Does this make a difference in how you believe a pro-life argument could be presented from a non-religious viewpoint?
This is a good argument, and indeed it may convince some people. But it doesn’t change the fact that the defining part of who we are as a person, the brain, is not there yet.
No, Luis. It does not follow. The life ends when brain activity ceases because the cessation marks the insupportability of the body as a whole, not because it is the brain. As you know, in the beginning, the body will continue to develop in its natural environment, thus requiring direct killing to stop the process.
In the case of identical twins, the blastocyst divides in two, and each half grows into a separate twin. When, exactly, did each twin’s life begin?
 
It is the soul that gives life to the body and we believe that a soul is given to each individual at the moment of conception, only God would know how many souls were necessary. Just as God creates life, only God can end that life.

Now, just because some men (and women of course) have deceided that they know how to play at being “god”, it still doesn’t give them the right to be God.

A person is truly dead when the soul leaves the body, in both cases, at conception and at death, only God knows when that moment is. We really ought to leave it up to HIM and quit all this nonsense of trying to determine, to our own satisfation, and curosity, and for evil intensions, (taking a life) to determine at what point that is.

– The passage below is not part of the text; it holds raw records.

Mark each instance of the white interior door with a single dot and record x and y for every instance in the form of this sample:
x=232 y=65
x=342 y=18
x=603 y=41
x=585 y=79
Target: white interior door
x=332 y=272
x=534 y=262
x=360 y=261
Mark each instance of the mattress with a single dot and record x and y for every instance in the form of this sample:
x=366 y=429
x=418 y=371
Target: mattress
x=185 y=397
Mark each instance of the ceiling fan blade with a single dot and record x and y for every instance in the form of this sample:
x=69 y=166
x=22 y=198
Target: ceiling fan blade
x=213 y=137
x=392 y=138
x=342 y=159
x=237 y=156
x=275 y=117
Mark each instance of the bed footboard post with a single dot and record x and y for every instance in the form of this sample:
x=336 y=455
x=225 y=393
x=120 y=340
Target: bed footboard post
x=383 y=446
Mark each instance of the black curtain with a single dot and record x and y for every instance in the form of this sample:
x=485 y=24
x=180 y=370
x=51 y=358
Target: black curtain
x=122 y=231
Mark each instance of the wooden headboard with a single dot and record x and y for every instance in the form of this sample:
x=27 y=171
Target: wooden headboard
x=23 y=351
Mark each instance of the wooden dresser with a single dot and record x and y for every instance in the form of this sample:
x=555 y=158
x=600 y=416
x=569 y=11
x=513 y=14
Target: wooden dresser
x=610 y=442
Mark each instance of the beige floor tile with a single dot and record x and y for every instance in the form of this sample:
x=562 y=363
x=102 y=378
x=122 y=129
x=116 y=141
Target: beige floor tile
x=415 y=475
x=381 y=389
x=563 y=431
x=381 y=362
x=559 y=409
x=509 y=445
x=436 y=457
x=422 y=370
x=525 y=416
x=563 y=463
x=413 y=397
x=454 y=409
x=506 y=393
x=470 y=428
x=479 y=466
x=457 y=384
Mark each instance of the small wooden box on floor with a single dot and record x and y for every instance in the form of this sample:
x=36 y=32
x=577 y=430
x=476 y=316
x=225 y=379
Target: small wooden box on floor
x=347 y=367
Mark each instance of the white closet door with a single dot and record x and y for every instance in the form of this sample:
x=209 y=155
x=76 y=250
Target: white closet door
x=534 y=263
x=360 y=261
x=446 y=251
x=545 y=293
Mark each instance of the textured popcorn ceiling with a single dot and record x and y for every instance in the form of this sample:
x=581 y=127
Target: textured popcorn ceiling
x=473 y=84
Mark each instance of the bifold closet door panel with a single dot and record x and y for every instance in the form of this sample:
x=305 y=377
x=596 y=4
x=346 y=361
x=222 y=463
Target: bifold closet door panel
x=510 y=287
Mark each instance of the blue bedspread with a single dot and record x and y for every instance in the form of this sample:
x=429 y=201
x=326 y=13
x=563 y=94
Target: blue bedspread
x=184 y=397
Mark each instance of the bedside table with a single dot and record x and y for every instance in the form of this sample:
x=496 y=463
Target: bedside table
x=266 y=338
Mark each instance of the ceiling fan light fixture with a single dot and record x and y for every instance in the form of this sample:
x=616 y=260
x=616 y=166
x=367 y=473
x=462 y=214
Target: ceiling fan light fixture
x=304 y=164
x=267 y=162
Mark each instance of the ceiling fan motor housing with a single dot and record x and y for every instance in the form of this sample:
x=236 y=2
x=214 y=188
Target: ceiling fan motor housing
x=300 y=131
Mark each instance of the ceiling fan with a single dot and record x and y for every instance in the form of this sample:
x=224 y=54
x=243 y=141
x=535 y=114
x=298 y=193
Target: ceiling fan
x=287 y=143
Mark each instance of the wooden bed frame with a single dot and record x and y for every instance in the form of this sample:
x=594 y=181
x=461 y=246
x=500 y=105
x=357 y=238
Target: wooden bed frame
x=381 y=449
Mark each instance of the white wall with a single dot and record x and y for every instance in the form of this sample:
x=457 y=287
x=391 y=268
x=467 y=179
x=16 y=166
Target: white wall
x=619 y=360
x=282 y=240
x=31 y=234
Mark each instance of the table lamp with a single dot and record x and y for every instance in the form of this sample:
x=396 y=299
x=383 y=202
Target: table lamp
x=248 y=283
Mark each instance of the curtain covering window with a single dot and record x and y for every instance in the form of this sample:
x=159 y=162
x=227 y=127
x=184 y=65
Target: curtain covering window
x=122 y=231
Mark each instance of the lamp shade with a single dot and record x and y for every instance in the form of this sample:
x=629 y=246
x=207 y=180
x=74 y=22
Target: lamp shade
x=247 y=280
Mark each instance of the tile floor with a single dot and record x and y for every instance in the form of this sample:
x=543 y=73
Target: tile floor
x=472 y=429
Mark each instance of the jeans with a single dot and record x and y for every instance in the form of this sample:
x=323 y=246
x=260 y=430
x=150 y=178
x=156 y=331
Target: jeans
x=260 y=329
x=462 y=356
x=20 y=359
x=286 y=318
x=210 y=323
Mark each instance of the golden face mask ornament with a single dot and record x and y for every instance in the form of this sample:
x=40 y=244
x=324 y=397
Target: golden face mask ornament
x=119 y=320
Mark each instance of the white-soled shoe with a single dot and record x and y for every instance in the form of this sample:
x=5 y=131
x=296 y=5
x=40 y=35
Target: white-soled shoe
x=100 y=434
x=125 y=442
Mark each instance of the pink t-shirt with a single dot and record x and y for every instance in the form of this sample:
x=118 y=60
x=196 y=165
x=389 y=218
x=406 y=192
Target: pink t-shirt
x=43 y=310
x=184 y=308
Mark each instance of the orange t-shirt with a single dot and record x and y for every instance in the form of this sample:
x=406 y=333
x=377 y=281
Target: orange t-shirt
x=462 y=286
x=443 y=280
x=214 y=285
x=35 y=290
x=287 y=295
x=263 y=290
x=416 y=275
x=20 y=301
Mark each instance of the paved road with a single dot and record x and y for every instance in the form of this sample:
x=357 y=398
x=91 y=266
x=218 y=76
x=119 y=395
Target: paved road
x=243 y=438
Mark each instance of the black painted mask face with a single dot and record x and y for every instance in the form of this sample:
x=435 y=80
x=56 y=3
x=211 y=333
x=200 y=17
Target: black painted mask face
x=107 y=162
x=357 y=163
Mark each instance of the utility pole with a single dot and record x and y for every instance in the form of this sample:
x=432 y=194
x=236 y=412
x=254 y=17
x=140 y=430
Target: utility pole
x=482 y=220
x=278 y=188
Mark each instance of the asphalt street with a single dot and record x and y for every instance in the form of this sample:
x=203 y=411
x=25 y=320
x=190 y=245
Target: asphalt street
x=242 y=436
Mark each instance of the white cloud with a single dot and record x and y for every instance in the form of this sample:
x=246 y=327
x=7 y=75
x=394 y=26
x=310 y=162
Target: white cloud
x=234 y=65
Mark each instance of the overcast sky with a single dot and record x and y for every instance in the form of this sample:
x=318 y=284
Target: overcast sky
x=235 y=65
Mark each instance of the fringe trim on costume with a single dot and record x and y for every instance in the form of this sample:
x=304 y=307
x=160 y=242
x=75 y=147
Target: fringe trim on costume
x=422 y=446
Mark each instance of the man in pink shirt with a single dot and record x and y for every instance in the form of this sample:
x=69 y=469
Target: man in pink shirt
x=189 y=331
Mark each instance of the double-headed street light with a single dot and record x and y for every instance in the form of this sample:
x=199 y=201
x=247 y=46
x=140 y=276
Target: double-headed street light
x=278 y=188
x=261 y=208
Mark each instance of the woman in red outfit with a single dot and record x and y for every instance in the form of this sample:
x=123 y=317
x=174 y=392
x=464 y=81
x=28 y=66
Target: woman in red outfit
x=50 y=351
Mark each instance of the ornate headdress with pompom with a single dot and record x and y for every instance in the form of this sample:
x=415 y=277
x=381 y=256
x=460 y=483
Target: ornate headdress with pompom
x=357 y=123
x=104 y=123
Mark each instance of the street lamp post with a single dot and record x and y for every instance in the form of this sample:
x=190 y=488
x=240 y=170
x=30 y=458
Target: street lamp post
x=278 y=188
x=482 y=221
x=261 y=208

See, I personally think that when the good Lord settled Adam and Eve in the garden of Eden and commanded them about staying away from the tree of knowledge of good and bad, remember that from Genesis? Chapter 2 (He said, from that tree you shall not eat because the moment you do you are surely doomed to die.) Well, man didn’t listen then and he still isn’t listening now. STAY AWAY FROM THAT TREE or YOU’RE GOING TO BE THE DEATH OF US ALL!!!